One thing that happened this week: My daughter turned 11 Wednesday. She asked for one of her birthday presents to be a watch, so, of course, she got a watch.

She could use her watch on her birthday evening to see whether the Senate and the House were going to work out some kind of budget and debt ceiling in time to (as far as I know) save civilization as we know it by midnight.

Another thing that happened: Various insurance marketing people pitched me ideas for stories about long-term care insurance (LTCI), and long-term disability (LTD) insurance, and retirement planning. And, meanwhile, I was looking at a Moody’s Investors Service commentary about how terrible it is for an insurer to have “long-tailed liabilities” — that’s LTCI, LTD insurance, and just about any other major product other than acute care health insurance.

The third thing that happened was that, of course, the House, the Senate and President Obama somehow cobbled together some kind of Frankenstein’s monster government, dollar and civilization rescue bill based partly on a requirement that the U.S. Department of Health and Human Services make us prove that we’re broke before we get any health insurance subsidies.

Securities analysts and international dollar watchers are giving the deal bad reviews, and they should. The Republicans and the Democrats have behaved like troubled parents who live in a high-rise and swing their baby over the balcony night after night. When the police come, the parents somehow manage to keep the baby by saying, “Hey, we’re just arguing. We never actually drop the baby.” 

Marketers of LTCI and other products that create long-tailed liabilities have to market, but, right now, it feels as if they’re going through a show of making it look as if the insurers want to write coverage, so that the insurers can sell enough policies to hang on until conditions improve and they actually want to sell policies. 
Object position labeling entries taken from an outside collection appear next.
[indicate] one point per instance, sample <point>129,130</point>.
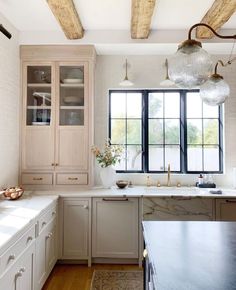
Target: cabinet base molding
<point>114,261</point>
<point>72,262</point>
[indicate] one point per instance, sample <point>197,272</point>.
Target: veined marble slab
<point>178,208</point>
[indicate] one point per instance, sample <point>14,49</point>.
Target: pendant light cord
<point>212,30</point>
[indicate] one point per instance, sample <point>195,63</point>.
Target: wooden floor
<point>78,277</point>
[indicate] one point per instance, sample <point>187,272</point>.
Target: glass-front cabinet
<point>72,100</point>
<point>56,116</point>
<point>39,90</point>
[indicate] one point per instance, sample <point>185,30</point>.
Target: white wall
<point>9,106</point>
<point>147,72</point>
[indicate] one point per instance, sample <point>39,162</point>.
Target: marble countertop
<point>140,191</point>
<point>16,216</point>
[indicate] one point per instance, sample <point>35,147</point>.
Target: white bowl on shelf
<point>73,100</point>
<point>73,81</point>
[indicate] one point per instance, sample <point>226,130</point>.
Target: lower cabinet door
<point>20,275</point>
<point>45,254</point>
<point>76,228</point>
<point>225,209</point>
<point>51,248</point>
<point>115,231</point>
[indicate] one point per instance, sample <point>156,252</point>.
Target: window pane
<point>210,111</point>
<point>172,105</point>
<point>194,131</point>
<point>194,105</point>
<point>118,132</point>
<point>134,105</point>
<point>134,132</point>
<point>211,131</point>
<point>134,157</point>
<point>211,158</point>
<point>122,164</point>
<point>172,131</point>
<point>156,162</point>
<point>155,131</point>
<point>195,158</point>
<point>118,105</point>
<point>155,101</point>
<point>172,157</point>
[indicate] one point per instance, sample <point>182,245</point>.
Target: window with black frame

It’s very easy to blame the Republicans for the latest shutdown crisis, given that they bragged about wanting to shut the government down, but, of course, the Democrats contributed to the mess, too, by shutting Republicans out of any of the health reform talks that mattered from 2008 to 2010, and by pretending that the effort to reform Medicare and Social Security spending is a cold-hearted, right-wing plot to kill grandma.

The Tea Party should not have tried to shut the government down this week, but Democrats should not be promising to pay the same dollar to eight different people in 2050.

Government involvement in health care may not always work, but it’s not necessarily a pure incarnation of communism.

Ensuring that the government actually has some practical ability to live up to whatever benefits promises it makes, and doesn’t just make the promises because doing otherwise would lead to some extremely sad stories, is not a pure incarnation of fascism.

Maybe what would help is if ordinary people who want members of Congress to think about the distant future (say, three years from now) would move the conversation away from tea parties, and, instead, send policymakers broken dollar-store watches, to convey the idea, “It’s later than you think.”

Until policymakers in Washington get that message, and come up with a way to run the country in a way that suggests that they believe the country has a future, insurers will have a hard time making much of a sincere effort to write products that are supposed to pay off in that supposed future.